As the population of the Maritimes, Lower and Upper Canada grew, the economic potential of the land increased. People began to recognize mineral deposits that could be exploited and William Logan proposed the creation of the Geological Survey of Canada (GSC) in 1840 with headquarters and labs in Montreal.

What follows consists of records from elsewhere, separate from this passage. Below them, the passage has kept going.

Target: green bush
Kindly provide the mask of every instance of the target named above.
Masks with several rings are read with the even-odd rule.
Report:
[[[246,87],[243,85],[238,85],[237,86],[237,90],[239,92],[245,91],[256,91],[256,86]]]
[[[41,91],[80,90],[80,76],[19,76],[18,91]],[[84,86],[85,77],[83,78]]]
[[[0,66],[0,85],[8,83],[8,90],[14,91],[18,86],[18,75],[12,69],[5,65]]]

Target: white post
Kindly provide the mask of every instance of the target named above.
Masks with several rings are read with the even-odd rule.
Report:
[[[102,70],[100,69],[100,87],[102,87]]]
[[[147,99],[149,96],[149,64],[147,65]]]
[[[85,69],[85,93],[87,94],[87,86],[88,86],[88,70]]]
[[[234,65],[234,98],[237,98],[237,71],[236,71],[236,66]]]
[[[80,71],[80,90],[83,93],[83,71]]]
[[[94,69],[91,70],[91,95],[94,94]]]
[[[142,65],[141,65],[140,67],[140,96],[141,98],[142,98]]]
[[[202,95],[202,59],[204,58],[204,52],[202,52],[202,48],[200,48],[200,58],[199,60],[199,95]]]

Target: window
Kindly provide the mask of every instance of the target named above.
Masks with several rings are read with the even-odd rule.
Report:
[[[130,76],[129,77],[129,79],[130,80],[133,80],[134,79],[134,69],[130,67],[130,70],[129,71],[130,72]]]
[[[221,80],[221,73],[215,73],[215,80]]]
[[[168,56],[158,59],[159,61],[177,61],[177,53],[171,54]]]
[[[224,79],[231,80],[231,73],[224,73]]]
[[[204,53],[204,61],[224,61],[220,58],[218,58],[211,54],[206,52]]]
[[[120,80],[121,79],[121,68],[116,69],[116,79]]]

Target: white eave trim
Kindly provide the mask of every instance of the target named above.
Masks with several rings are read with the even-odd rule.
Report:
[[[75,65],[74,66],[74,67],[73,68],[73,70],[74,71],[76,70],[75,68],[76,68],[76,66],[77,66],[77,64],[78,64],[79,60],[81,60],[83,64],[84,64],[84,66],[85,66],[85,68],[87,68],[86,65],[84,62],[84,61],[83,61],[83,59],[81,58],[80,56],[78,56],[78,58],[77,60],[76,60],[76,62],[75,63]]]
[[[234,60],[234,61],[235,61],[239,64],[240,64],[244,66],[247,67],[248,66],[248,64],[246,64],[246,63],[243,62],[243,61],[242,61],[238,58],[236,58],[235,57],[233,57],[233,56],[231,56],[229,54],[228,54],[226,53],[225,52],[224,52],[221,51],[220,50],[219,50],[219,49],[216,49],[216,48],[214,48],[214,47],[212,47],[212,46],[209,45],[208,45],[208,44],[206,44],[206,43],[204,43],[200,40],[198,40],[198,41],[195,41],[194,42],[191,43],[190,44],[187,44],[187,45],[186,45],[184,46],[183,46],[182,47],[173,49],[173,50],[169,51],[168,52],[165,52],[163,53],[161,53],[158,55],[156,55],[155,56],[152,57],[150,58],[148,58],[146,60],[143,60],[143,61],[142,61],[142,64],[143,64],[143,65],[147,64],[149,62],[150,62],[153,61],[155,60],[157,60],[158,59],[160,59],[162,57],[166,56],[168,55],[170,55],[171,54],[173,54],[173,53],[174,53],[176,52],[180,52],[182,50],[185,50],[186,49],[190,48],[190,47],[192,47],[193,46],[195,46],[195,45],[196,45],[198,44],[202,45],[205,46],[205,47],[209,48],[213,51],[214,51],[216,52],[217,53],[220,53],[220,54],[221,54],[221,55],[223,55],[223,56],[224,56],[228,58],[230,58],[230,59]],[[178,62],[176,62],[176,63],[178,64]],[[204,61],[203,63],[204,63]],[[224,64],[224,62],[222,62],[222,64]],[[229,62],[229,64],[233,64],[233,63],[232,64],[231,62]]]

Growing out of the GSC work was a need for better topographical maps--the Topographic Survey and Geodetic Surveys were created to supplement and expand the GSC’s work. The pinnacle of their 19th century work was the survey of the Prairies and Rockies as the Canadian Pacific Railway pushed westward. The surveys of the Rockies led to some innovative methods, primarily by Edouard Deville, including the photographic survey camera he developed. He later introduced aerial photographic surveys into the Topographical Survey’s work.

Because of Canada’s vast, remote territories, we became leaders in aerial survey techniques up to and including the most sophisticated digital techniques used today from aircraft and spacecraft (RADARSAT).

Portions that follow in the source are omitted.